Zum allgemeinen Verständnis werden die von Schülern mit Hörschädigung benutzten Kommunikationsmittel vorgestellt.
Nach der Darstellung der unterschiedlichen Organisationsformen der Bildung, Erziehung und Rehabilitation hörgeschädigter Kinder und Jugendlicher – von Geburt an bis hin zur schulischen Förderung – wird die Vielfalt aktueller Modelle inklusiver schulischer Förderung beschrieben.
Das abschließende Teilkapitel verweist auf die sich verändernde Rolle der Hörgeschädigtenpädagogen im Zeichen der Inklusion und erörtert die vielfältigen (Kooperations-)Angebote dieser an die allgemeinen Schulen.
1.1 Zielgruppe
Annette Leonhardt
Beschreibung des Schülerkreises
Schüler mit Hörschädigung bilden eine äußerst heterogene Gruppe. Der Begriff »Hörschädigung« ist der Oberbegriff für alle Arten und Ausprägungsgrade (leicht-, mittel- bis hochgradig oder der vollständige Verlust des Gehörs) einer Höreinschränkung. Im Schulalter sind etwa zwei von 1.000 Kindern betroffen (Probst 2008, 181) (bei Geburt nur eins von 1.000). Das heißt, die Zahl der bleibend hörgeschädigten Kinder verdoppelt sich, zumeist in Folge einer Erkrankung (z. B. einer Mittelohrentzündung sowie deren gehäuftes Auftreten oder einer Meningitis). Neben den peripheren Hörschäden gibt es zentrale Wahrnehmungs- und Verarbeitungsstörungen (des Gehörten); man spricht dann von zentralen Hörstörungen. Die Zahl der davon betroffenen Schüler ist in den letzten Jahren sprunghaft angestiegen. Die Ursachen dafür sind noch ungeklärt.

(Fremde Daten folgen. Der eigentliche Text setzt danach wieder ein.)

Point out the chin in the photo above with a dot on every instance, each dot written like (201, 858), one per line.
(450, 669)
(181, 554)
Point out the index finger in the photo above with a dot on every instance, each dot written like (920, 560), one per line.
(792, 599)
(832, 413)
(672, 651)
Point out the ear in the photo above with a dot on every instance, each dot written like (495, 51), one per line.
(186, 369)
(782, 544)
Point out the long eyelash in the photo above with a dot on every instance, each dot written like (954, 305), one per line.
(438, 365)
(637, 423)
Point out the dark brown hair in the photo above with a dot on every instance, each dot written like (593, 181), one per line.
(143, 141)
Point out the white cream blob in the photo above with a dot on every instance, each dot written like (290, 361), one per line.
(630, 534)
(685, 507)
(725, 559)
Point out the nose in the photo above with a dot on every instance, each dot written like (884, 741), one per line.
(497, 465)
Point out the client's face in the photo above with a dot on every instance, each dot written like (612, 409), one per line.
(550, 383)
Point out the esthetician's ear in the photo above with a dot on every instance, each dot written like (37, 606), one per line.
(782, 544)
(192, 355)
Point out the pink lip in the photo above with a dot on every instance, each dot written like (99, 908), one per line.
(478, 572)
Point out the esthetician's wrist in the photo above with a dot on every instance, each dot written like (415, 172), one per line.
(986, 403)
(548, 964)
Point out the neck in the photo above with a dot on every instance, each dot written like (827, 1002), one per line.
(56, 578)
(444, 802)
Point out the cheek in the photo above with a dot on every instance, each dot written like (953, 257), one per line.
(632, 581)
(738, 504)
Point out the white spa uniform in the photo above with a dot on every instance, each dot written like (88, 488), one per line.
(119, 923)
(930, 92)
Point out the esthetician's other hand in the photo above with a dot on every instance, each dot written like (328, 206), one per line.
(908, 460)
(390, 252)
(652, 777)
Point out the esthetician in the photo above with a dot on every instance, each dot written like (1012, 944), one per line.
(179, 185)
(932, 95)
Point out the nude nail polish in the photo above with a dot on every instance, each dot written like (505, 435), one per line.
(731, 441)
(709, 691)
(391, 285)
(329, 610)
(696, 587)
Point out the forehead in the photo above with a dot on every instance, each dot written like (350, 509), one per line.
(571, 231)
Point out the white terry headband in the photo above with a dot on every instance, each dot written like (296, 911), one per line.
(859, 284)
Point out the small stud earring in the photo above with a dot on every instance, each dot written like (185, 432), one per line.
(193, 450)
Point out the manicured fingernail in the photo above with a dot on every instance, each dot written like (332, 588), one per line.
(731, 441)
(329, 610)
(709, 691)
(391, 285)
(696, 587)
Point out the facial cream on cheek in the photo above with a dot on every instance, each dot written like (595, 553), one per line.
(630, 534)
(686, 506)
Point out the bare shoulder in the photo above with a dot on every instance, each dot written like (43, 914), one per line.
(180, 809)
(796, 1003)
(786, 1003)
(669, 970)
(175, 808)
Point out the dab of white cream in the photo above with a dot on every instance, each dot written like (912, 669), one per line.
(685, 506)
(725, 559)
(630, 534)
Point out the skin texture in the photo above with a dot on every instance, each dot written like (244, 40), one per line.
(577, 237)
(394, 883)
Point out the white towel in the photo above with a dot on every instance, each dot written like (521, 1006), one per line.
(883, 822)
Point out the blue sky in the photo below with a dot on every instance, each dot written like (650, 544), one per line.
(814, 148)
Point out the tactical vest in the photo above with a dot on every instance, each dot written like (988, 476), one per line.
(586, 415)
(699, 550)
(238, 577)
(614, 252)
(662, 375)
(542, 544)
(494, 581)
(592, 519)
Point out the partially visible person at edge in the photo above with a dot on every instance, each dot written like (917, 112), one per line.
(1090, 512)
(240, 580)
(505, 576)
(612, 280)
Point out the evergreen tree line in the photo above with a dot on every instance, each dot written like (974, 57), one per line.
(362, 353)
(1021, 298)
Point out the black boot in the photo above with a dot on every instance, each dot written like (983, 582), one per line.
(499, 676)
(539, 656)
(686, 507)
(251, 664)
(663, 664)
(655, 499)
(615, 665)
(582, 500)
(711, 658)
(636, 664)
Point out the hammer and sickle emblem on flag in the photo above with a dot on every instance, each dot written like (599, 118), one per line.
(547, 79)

Es wird zunächst zwischen Menschen mit Schwerhörigkeit und Gehörlosigkeit (und Ertaubung) unterschieden. Insbesondere die Gruppe der Schwerhörigen ist äußerst schwierig zu beschreiben. Schwerhörigkeit reicht von »fast normalhörend« (also geringer Höreinbuße) bis zum Übergang zur Gehörlosigkeit. Die Grenze von hochgradiger Schwerhörigkeit zur Gehörlosigkeit ist fließend. Zunehmend sieht man die mit Cochlea Implantat (CI) versorgten Personen als eigenständige Gruppe, obwohl sie – ohne Cochlea Implantat – gehörlos, ertaubt oder hochgradig hörgeschädigt sind. Spätestens seit Einführung des Neugeborenenhörscreenings zum 01.01.2009 und der damit möglich gewordenen frühzeitigen Versorgung mit CI (vor dem 1. Lebensjahr) sowie der inzwischen standardmäßigen beidseitigen Versorgung erscheint das sinnvoll, da sich diese Kinder völlig anders entwickeln als bis zu diesem Zeitpunkt möglich. Dieser frühen CI-Versorgung geht zumeist eine Hörgeräteversorgung (etwa im 3. bis 4. Lebensmonat) voraus, wodurch erste Höreindrücke möglich werden.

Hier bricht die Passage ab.